How much should I (working as a freelancer) charge for creating a custom WordPress plugin?

  • I think you'd need to provide some more specific information such as what is involved, is it a simple plugin? will it be a product that someone will sell? Etc. – Rick Curran Oct 1 '10 at 23:51
  • It is neither too complex nor too straight forward from my perspective. There is very bleak chance that someone would sell it as it will be very custom made. It will involve creating a simple database table, and creating few options for the client to fill in, and some interface in the main web page. – tecks Oct 2 '10 at 0:02
  • It is better practice to lock the cool utilities in addons and give the plugin free with limited features and extendablity, I think it is more profitable. – knif3r Jul 8 '16 at 15:50
  • The question is very subjective and cannot have a straight answer. – Roman Jul 8 '16 at 22:50

The short version:

Figure out how much it costs you to eat, go to movies, pay utilities, pay taxes, etc., each month. Divide that by the number of working hours in a month. Congratulations, that's your minimum hourly rate.

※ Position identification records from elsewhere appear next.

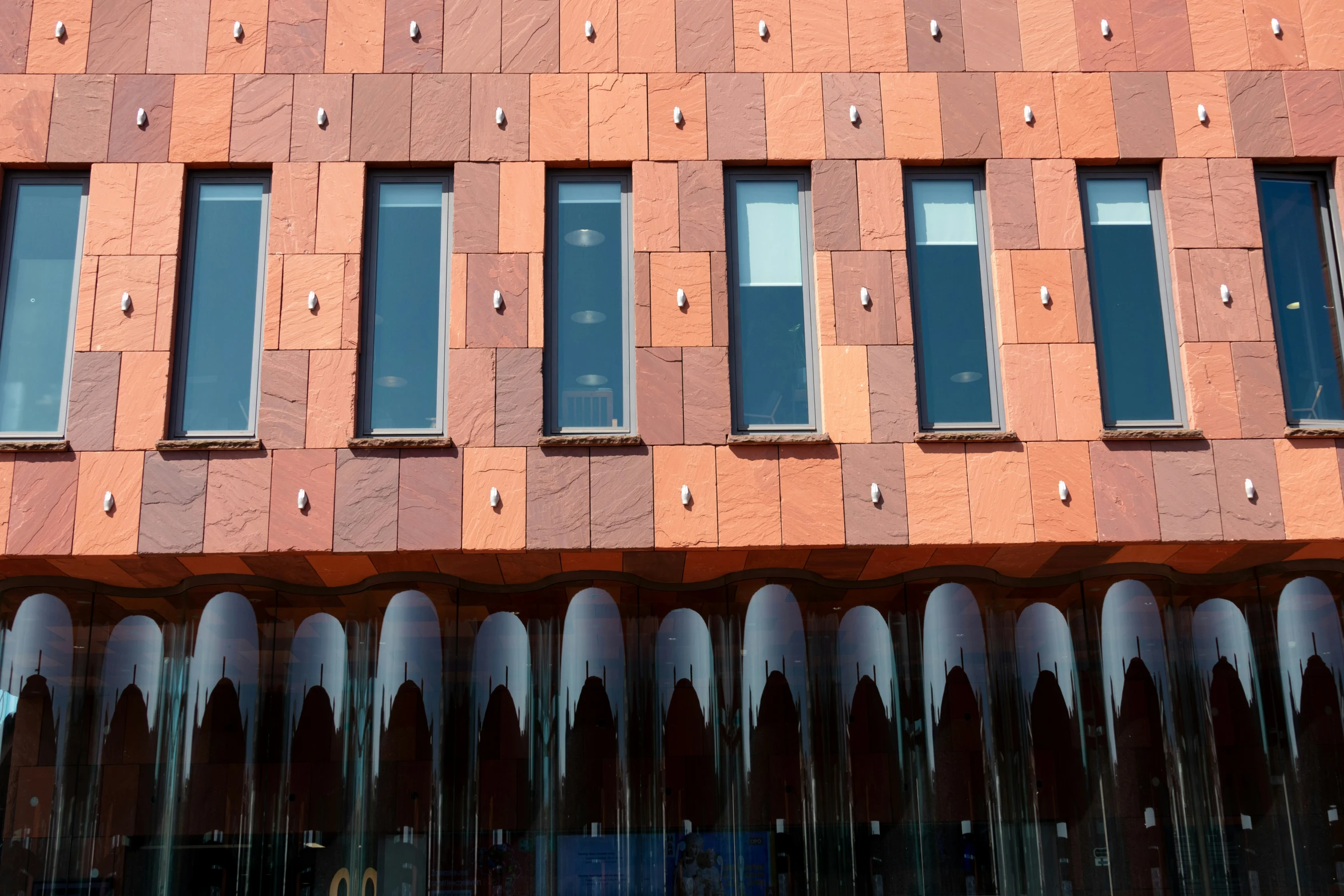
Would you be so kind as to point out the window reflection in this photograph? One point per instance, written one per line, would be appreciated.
(955, 682)
(1139, 704)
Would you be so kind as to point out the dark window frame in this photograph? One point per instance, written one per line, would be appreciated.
(183, 328)
(731, 178)
(554, 179)
(13, 180)
(1328, 221)
(369, 300)
(987, 290)
(1164, 286)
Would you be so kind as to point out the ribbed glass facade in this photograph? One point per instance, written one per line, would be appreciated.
(1142, 734)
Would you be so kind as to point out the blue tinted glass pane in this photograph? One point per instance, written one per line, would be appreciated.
(39, 292)
(590, 306)
(1308, 320)
(222, 306)
(1131, 331)
(405, 355)
(951, 304)
(772, 339)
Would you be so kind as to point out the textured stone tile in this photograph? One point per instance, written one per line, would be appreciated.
(202, 118)
(1260, 114)
(309, 141)
(658, 376)
(296, 37)
(440, 117)
(127, 141)
(42, 508)
(558, 496)
(703, 35)
(969, 108)
(178, 37)
(381, 118)
(238, 501)
(172, 503)
(429, 500)
(531, 35)
(309, 528)
(910, 116)
(1000, 489)
(1143, 114)
(503, 527)
(991, 35)
(471, 395)
(1187, 492)
(1086, 117)
(81, 118)
(707, 405)
(366, 500)
(283, 413)
(735, 109)
(472, 35)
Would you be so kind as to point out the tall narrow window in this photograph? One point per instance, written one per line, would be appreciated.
(221, 309)
(953, 305)
(406, 277)
(770, 277)
(1300, 253)
(43, 241)
(590, 293)
(1136, 328)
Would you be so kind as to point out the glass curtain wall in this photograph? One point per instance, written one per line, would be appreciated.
(1126, 735)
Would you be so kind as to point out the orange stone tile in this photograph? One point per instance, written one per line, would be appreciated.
(1310, 483)
(648, 35)
(116, 531)
(751, 51)
(141, 401)
(503, 527)
(1077, 391)
(237, 55)
(999, 485)
(132, 329)
(667, 139)
(1211, 390)
(558, 108)
(674, 325)
(811, 496)
(844, 393)
(1059, 222)
(793, 122)
(580, 53)
(747, 483)
(354, 35)
(61, 55)
(202, 117)
(1086, 117)
(937, 493)
(1076, 517)
(331, 398)
(910, 120)
(882, 212)
(619, 120)
(1037, 321)
(523, 194)
(158, 226)
(340, 207)
(1038, 139)
(685, 525)
(1191, 90)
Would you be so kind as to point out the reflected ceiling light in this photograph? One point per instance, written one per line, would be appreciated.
(584, 237)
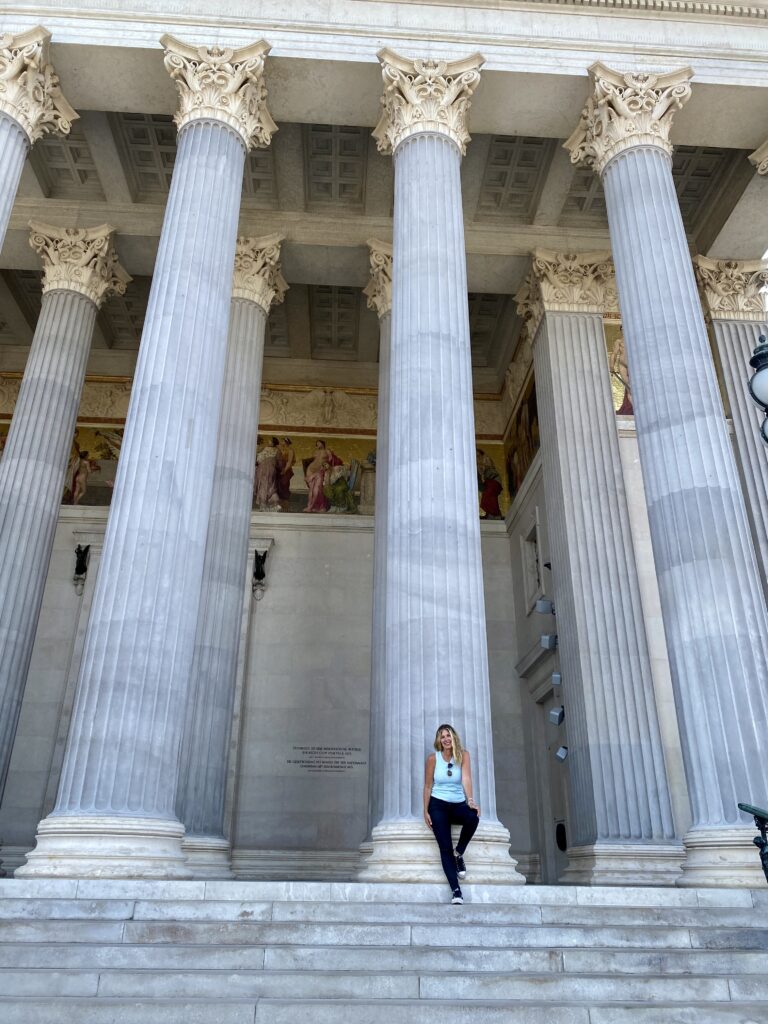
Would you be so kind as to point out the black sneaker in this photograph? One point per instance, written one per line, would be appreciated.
(461, 867)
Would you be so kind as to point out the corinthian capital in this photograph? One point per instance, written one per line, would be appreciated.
(79, 259)
(625, 111)
(222, 84)
(379, 289)
(29, 85)
(733, 290)
(425, 95)
(257, 274)
(583, 283)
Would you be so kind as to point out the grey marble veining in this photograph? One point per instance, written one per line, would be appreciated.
(616, 775)
(32, 479)
(210, 702)
(735, 341)
(712, 601)
(378, 632)
(126, 728)
(14, 145)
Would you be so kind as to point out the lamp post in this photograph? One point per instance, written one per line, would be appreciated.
(758, 383)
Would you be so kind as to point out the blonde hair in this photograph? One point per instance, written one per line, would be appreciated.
(457, 751)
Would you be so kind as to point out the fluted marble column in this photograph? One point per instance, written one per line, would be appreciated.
(735, 298)
(379, 294)
(621, 824)
(80, 268)
(436, 656)
(115, 815)
(31, 105)
(712, 602)
(203, 767)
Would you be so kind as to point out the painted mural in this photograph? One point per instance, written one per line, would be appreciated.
(312, 472)
(522, 439)
(620, 376)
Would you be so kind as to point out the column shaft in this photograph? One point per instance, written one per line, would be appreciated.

Get the specs in writing, as detailed as possible. Then figure out how long it will take you to develop, test, and implement the plugin as per the specs. Multiply the number of hours the project will take you times the money you need to live. That's how much you need to charge for your project. At minimum.

Get the specs in writing, and don't deviate from them unless your time suddenly is no longer valuable to you or you decide you don't need to eat. Put in writing that deviations from the specs (feature creep) will cost $X per hour additional, where $X is your hourly rate.

Keep in mind that if you're freelancing for a living, you will not have work 100% of the time, so your hourly rate will need to encompass the amount of time it takes you to find more work and close a sale. So if you're doing this for a living, go back to the first paragraph and add in the average amount of time it will take you to find work and close a contract, then add that to your hourly rate. That's why many freelancers and contractors will charge less for regular clients or for retainers; they can afford to because they don't have to spend extra time finding the work and negotiating the fees.

Also note that there are other people who will charge less than you. If you enjoy your current standard of living, do not compete on price, compete on quality and reputation. So let other people charge less, and make sure your work is good and that you meet deadlines.